Finding H.F.
- Author: Julia Watts
- Language: English
- Genre: Young Adult novel
- Publisher: Alyson Books
- Publication date: 2001
- Publication place: United States
- Media type: Print (Paperback)
- Pages: 168 pp
- ISBN: 1-55583-622-4

= Finding H.F. =

Book by Julia Watts

Finding H.F. is a 2001 young adult novel by Julia Watts, published by Alyson Books. It won the Lambda Literary Award for Children's/Young Adult fiction that same year. Set in the Deep South, it describes the experience of being a lesbian teen in the Bible Belt.

==Plot summary==
Abandoned by her teenage mother as a baby, 16-year-old Heavenly Faith (H.F.) Simms has been raised by her loving but deeply conservative Baptist grandmother ('Memaw').
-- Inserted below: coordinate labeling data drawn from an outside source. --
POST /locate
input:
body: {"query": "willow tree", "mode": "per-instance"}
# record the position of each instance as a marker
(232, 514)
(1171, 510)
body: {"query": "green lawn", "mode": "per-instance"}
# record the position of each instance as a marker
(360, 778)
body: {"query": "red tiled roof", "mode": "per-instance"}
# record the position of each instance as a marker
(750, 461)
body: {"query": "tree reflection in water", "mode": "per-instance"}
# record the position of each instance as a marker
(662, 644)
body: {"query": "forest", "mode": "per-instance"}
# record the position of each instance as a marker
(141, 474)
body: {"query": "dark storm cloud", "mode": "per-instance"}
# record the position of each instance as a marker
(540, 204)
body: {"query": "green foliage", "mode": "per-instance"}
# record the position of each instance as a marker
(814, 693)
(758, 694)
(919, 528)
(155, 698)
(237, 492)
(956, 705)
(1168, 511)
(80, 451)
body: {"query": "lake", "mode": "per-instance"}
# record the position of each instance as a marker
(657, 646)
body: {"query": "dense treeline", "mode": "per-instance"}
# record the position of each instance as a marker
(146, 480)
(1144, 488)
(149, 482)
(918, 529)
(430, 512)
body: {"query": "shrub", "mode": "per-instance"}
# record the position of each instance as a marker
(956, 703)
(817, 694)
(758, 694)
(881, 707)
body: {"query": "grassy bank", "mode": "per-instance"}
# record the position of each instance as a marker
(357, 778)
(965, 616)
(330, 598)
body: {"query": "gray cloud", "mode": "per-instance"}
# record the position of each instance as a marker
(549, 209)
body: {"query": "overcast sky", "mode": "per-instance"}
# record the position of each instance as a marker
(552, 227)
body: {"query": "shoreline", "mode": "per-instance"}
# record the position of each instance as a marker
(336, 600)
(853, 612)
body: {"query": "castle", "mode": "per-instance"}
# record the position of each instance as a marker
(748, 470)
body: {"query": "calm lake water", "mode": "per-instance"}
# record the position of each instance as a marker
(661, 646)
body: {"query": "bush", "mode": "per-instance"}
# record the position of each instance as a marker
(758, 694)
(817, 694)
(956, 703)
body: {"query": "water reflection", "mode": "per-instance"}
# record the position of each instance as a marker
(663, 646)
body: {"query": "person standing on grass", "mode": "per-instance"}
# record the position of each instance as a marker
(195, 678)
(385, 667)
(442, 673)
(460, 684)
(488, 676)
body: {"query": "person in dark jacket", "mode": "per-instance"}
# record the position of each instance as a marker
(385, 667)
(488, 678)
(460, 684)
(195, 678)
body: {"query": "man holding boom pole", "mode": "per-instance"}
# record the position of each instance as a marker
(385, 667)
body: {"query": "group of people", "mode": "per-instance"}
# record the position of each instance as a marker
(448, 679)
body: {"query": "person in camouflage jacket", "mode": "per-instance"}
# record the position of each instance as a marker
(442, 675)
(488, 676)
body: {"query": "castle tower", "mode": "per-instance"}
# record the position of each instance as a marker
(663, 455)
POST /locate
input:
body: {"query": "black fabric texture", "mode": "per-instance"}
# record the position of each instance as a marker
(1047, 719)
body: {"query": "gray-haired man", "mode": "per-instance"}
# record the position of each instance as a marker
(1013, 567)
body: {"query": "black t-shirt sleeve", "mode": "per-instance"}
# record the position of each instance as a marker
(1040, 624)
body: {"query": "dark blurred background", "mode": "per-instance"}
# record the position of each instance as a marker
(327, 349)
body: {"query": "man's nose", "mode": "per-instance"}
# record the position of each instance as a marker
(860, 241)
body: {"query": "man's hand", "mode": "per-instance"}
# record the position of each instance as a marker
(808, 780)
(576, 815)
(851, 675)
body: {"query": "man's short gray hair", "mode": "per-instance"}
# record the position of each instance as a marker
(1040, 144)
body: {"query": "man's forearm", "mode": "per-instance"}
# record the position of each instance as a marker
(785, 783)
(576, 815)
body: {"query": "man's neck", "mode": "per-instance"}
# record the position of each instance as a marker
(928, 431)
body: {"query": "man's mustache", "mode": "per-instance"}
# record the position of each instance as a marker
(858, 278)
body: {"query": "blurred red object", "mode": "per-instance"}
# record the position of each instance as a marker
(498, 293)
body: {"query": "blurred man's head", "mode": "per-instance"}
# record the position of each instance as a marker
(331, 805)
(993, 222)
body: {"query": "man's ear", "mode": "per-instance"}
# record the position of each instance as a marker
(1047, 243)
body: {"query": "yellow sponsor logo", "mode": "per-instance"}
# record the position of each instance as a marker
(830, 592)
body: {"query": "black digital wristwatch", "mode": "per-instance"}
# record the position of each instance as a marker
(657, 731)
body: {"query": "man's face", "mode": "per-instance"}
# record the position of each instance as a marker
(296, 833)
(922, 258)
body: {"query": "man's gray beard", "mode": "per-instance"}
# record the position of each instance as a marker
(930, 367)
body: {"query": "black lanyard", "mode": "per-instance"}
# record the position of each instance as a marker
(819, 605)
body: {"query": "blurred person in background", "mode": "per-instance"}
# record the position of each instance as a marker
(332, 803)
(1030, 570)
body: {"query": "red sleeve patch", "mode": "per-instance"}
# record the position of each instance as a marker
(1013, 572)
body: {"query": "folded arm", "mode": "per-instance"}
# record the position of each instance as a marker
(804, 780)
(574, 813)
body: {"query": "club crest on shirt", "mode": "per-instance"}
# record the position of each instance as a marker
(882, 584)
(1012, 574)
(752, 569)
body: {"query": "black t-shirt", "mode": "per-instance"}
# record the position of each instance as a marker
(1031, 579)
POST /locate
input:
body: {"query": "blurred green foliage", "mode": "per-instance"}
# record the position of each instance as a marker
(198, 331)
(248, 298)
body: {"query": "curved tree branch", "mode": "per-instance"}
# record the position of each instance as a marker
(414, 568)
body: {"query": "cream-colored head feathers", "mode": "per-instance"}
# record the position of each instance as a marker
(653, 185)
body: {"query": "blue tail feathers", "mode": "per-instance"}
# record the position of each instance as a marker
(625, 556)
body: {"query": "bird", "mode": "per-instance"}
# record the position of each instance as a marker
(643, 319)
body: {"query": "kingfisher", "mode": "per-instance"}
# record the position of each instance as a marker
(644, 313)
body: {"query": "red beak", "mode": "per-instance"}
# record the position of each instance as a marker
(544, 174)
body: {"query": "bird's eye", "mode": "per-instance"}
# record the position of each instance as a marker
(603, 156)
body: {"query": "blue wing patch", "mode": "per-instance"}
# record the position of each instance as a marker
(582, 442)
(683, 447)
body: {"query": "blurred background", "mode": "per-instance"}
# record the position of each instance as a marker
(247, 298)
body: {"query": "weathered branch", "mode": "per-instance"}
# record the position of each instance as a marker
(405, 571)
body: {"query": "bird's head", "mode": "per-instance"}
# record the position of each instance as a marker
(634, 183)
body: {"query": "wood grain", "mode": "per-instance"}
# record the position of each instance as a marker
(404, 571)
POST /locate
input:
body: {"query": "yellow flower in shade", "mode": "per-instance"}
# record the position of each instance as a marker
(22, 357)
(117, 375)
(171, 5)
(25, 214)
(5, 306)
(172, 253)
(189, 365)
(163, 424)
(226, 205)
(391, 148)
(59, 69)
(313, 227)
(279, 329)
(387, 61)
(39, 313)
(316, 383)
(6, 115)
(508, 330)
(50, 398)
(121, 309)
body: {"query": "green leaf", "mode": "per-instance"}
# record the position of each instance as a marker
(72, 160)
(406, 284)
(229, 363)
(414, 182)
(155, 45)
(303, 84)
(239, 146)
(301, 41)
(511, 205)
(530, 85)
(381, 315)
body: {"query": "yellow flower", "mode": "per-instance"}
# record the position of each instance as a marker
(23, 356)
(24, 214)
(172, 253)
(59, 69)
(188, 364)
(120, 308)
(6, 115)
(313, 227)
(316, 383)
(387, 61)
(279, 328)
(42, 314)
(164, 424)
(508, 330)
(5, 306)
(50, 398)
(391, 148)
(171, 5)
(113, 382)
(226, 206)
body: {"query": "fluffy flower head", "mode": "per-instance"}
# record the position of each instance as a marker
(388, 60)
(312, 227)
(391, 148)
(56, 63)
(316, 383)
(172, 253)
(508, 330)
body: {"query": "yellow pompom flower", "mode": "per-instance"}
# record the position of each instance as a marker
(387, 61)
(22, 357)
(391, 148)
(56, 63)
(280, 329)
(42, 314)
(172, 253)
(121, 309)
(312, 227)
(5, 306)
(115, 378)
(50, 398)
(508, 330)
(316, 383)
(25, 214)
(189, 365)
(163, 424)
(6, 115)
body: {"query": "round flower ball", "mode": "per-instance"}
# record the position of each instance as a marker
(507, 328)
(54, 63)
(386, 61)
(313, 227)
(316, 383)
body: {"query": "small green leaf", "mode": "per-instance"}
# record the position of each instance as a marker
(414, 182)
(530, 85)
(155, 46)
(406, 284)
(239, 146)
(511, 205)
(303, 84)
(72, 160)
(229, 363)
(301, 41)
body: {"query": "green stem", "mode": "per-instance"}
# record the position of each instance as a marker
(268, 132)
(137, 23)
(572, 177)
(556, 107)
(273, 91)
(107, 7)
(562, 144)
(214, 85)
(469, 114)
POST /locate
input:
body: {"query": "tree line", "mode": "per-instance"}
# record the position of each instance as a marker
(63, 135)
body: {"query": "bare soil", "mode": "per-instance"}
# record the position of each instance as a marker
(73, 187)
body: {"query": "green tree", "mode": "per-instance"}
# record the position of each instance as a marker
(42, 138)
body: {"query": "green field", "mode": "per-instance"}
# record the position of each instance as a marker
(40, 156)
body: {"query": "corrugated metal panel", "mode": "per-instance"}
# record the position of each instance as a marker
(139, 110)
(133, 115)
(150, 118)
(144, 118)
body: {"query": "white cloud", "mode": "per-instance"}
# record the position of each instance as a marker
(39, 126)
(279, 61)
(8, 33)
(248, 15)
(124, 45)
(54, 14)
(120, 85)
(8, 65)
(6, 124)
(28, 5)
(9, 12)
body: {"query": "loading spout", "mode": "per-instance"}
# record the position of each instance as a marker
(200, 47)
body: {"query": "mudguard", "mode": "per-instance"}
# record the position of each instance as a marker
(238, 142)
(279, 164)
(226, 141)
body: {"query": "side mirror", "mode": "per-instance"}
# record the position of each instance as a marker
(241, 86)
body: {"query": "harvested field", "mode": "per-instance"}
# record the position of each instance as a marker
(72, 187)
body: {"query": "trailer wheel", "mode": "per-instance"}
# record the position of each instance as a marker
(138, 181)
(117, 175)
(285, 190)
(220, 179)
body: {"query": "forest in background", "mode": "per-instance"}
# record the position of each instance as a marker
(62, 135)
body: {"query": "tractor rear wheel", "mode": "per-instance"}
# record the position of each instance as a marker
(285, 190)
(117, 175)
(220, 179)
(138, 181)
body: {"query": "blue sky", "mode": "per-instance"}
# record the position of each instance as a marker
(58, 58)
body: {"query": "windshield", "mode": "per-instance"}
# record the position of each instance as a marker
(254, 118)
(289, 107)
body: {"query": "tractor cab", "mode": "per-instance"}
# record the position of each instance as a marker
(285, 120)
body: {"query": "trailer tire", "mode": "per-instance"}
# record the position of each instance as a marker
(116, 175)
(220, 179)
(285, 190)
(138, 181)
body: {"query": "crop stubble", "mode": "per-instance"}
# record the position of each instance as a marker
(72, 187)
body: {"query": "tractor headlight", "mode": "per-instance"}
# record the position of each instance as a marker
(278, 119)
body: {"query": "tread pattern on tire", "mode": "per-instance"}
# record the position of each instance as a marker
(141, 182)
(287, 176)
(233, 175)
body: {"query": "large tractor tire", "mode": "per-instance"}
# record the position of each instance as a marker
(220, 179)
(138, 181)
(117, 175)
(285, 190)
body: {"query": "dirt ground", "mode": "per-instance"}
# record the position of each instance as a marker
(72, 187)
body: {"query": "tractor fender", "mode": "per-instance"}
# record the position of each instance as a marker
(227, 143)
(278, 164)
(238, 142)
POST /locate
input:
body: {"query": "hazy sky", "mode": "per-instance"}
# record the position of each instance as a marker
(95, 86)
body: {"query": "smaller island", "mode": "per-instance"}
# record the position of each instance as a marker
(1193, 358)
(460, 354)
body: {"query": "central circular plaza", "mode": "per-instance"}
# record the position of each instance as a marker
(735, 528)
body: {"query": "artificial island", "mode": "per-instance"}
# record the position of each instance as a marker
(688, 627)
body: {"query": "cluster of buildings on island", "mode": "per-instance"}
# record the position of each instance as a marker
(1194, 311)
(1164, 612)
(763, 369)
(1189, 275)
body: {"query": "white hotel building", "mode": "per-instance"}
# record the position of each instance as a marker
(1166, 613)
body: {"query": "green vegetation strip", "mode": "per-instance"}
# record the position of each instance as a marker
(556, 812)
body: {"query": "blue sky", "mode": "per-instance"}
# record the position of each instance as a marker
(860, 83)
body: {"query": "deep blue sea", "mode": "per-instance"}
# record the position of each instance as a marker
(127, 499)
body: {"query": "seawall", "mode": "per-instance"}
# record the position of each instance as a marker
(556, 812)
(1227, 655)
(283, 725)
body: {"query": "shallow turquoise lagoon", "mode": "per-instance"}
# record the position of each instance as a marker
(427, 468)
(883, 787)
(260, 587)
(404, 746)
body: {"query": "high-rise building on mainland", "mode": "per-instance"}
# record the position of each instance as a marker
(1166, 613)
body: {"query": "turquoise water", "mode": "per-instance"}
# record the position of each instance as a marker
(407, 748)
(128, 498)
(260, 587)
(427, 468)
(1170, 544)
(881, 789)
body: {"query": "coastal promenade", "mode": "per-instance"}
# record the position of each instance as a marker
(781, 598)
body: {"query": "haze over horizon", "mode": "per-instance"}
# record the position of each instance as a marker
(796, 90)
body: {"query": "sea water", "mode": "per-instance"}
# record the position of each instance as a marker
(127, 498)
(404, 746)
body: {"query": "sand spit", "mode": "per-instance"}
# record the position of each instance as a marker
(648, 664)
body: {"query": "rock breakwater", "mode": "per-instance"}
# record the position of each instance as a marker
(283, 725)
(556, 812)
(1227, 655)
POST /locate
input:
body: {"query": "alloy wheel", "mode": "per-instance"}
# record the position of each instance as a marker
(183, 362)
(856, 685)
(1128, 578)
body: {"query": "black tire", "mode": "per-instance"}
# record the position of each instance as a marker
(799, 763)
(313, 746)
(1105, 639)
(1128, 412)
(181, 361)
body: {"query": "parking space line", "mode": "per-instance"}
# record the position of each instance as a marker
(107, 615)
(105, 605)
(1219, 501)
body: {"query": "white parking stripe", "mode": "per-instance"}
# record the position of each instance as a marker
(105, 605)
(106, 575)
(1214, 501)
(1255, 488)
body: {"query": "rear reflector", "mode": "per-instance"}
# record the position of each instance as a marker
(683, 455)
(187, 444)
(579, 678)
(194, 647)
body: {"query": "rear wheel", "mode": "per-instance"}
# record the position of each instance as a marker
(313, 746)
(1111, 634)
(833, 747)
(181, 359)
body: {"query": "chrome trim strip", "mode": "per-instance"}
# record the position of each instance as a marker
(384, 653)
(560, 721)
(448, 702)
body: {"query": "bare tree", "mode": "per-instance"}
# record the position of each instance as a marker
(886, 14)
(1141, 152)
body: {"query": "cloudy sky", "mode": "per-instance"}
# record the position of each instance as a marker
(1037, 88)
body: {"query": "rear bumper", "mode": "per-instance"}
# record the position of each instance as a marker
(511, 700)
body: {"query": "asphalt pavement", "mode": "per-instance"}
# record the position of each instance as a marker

A tomboy and a closeted lesbian, she is an outcast at school in the small rural mining town of Morgan, in southeastern Kentucky. Her best and only friend is Bo, an effeminate gay boy who is the punching bag for the high school football team, as well as for his violent alcoholic father. H.F.'s first lesbian experience comes when the beautiful new girl at school, Wendy Cook, invites her to a sleepover, where they get drunk on wine and make love. The following morning though, Wendy coldly rejects H.F.s advances, breaking her heart. The same day, H.F. discovers a shocking secret about her mother. Unable to cope with the pain in their lives, H.F. and Bo decide to embark on a road trip during spring break across the South, from Kentucky to Florida.